Trabajo en algo, cobro
un sueldo insuficiente; me divierto
cuando puedo, o me aburro hasta morirme;
hablo, me callo a veces, pido
mi comida, y a ratos
quisiera ser feliz gloriosamente,
y hago el amor, o voy y vengo
sin nadie que me siga. Tengo un perro
y algunas cosas mías.
En general, no estoy conforme
ni me resigno.

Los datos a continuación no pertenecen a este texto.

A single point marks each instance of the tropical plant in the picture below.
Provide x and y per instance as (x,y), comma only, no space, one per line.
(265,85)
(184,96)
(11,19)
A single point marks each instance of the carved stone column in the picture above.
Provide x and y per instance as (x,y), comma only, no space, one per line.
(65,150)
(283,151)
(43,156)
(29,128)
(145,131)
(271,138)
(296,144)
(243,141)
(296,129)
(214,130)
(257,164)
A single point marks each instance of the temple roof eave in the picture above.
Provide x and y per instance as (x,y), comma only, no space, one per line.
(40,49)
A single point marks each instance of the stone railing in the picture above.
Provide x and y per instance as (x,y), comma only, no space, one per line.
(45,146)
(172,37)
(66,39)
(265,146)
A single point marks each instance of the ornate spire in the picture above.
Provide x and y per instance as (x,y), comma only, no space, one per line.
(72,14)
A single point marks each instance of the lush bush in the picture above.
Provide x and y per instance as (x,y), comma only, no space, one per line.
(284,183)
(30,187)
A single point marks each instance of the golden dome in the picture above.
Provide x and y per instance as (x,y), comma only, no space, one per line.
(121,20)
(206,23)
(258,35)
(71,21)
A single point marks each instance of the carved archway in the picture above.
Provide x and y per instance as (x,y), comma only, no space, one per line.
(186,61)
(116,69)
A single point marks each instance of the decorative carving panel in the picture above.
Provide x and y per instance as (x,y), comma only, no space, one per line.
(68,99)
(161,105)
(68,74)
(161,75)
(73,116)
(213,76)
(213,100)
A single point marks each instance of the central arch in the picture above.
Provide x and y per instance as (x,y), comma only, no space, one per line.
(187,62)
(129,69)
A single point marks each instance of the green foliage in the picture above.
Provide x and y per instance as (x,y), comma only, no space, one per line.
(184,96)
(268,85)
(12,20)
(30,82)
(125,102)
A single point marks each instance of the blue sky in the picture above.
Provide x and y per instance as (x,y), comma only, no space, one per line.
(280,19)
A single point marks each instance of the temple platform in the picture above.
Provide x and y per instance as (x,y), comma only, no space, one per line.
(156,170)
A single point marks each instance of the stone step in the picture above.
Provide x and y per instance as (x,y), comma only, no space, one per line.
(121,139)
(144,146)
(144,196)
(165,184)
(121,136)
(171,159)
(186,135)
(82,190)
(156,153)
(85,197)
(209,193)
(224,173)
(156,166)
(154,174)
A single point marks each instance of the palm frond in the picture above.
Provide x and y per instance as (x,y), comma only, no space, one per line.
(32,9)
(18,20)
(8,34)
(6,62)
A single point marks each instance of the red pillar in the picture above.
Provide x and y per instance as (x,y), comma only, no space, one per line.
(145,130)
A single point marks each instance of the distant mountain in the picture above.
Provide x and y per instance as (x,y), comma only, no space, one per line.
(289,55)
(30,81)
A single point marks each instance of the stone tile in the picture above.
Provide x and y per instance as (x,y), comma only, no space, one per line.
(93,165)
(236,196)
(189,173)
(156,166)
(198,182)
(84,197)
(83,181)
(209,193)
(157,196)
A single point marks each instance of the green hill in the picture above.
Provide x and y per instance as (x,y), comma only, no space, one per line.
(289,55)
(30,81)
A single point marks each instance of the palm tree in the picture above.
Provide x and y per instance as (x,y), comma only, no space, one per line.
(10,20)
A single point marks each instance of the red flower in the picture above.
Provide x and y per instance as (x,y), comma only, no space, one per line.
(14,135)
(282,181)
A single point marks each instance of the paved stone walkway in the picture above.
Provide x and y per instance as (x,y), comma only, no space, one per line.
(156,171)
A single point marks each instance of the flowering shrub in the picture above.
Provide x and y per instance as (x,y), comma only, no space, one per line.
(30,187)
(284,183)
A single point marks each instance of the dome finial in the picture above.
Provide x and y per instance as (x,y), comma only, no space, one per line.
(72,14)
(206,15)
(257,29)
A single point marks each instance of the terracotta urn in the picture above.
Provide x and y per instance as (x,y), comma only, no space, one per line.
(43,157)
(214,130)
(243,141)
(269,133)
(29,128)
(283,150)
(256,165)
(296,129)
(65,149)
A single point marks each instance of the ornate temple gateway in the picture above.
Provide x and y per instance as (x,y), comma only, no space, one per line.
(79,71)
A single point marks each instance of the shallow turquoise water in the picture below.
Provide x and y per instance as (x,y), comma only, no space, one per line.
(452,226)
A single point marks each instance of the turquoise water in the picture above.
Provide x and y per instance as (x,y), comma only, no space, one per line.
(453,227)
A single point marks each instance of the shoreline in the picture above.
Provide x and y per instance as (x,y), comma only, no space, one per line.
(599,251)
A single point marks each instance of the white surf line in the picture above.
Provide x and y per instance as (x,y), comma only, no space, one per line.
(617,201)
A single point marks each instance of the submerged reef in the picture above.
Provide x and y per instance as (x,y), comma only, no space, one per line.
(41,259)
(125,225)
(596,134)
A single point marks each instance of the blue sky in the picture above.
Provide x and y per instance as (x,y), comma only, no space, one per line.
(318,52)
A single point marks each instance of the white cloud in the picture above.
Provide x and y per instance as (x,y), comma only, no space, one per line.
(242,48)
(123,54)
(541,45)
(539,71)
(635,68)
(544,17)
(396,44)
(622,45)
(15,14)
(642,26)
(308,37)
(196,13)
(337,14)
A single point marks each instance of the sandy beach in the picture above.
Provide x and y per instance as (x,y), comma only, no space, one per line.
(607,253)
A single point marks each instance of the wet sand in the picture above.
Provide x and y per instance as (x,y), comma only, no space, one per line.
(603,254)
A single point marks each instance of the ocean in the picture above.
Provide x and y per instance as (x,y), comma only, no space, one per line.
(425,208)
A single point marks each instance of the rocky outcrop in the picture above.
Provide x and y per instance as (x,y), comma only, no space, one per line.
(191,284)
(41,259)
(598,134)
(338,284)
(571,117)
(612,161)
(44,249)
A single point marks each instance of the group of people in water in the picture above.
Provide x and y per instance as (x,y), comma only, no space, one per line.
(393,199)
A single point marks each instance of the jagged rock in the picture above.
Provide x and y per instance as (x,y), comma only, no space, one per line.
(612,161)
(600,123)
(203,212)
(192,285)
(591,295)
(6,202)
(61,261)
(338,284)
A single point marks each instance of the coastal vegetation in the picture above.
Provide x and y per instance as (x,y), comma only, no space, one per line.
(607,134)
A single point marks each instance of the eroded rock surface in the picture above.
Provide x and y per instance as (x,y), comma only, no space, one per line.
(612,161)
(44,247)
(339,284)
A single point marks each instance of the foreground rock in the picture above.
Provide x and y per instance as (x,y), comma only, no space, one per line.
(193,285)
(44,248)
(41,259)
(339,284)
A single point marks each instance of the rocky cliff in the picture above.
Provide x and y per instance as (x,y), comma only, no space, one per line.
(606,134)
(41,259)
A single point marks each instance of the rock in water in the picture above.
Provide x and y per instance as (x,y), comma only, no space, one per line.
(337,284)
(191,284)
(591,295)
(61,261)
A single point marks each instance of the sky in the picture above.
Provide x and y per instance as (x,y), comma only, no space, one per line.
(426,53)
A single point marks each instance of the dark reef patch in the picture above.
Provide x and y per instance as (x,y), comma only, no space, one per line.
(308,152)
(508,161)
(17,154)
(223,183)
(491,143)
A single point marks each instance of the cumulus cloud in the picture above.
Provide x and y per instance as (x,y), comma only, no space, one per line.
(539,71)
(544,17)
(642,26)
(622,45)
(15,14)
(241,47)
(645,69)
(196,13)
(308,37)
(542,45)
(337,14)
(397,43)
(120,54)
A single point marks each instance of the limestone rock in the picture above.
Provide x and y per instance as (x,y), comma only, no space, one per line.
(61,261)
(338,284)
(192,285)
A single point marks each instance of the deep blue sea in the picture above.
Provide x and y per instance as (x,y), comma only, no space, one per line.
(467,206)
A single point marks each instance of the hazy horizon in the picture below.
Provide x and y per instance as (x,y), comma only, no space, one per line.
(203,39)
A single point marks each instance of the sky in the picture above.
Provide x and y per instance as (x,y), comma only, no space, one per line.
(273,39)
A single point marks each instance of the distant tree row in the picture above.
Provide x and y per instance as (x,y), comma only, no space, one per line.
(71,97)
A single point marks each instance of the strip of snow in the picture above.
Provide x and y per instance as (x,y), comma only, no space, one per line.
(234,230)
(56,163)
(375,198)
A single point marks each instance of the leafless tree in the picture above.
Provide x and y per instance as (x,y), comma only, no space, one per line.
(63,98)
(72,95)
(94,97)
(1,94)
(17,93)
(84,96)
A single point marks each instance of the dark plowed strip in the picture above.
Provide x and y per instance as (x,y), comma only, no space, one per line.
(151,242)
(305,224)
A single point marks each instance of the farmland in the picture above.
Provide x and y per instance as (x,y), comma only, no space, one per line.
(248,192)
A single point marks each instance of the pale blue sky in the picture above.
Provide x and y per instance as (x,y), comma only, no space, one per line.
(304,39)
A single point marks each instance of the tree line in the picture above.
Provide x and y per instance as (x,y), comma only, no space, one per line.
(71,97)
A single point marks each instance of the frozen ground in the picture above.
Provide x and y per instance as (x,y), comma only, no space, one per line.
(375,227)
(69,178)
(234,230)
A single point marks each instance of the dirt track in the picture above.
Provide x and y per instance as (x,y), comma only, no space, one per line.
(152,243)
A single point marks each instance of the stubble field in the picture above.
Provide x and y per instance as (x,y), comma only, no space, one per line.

Quiero mi derecho,
de hombre común, a deshacerme
la frente contra el muro, a golpearme,
en plena lucidez, contra los ojos
cerrados de las puertas; o de plano
y porque sí, a treparme en una silla,
en cualquier calle, a lo mariachi,
y cantar las cosas que me placen.
También, monumental, hago mi juego
en serio con las gentes,
según las reglas, y reclamo
mis ganancias y pérdidas, y busco
la revancha, o perdono
por generoso o por flojera.
Manos de hombre tengo; manos
para tomar, de las cosas que existen,
lo que por hombre se me debe,
y, por lo que yo debo, hacer algunas
de las cosas que faltan.
Y reconozco que me importa
ser pobre, y que me humilla,
y que lo disimulo por orgullo.
Tú, compañero, cómplice que llevo
dentro de todos, junto a mí, lo sabes.
Hermano de trabajos que caminas
en hombres y mujeres, apretado
como la carne contra el hueso,
y vives, sudas y alborotas
en mí y conmigo y para mí y contigo.
En Fuego de pobres, Fondo de Cultura Económica, México, 1985.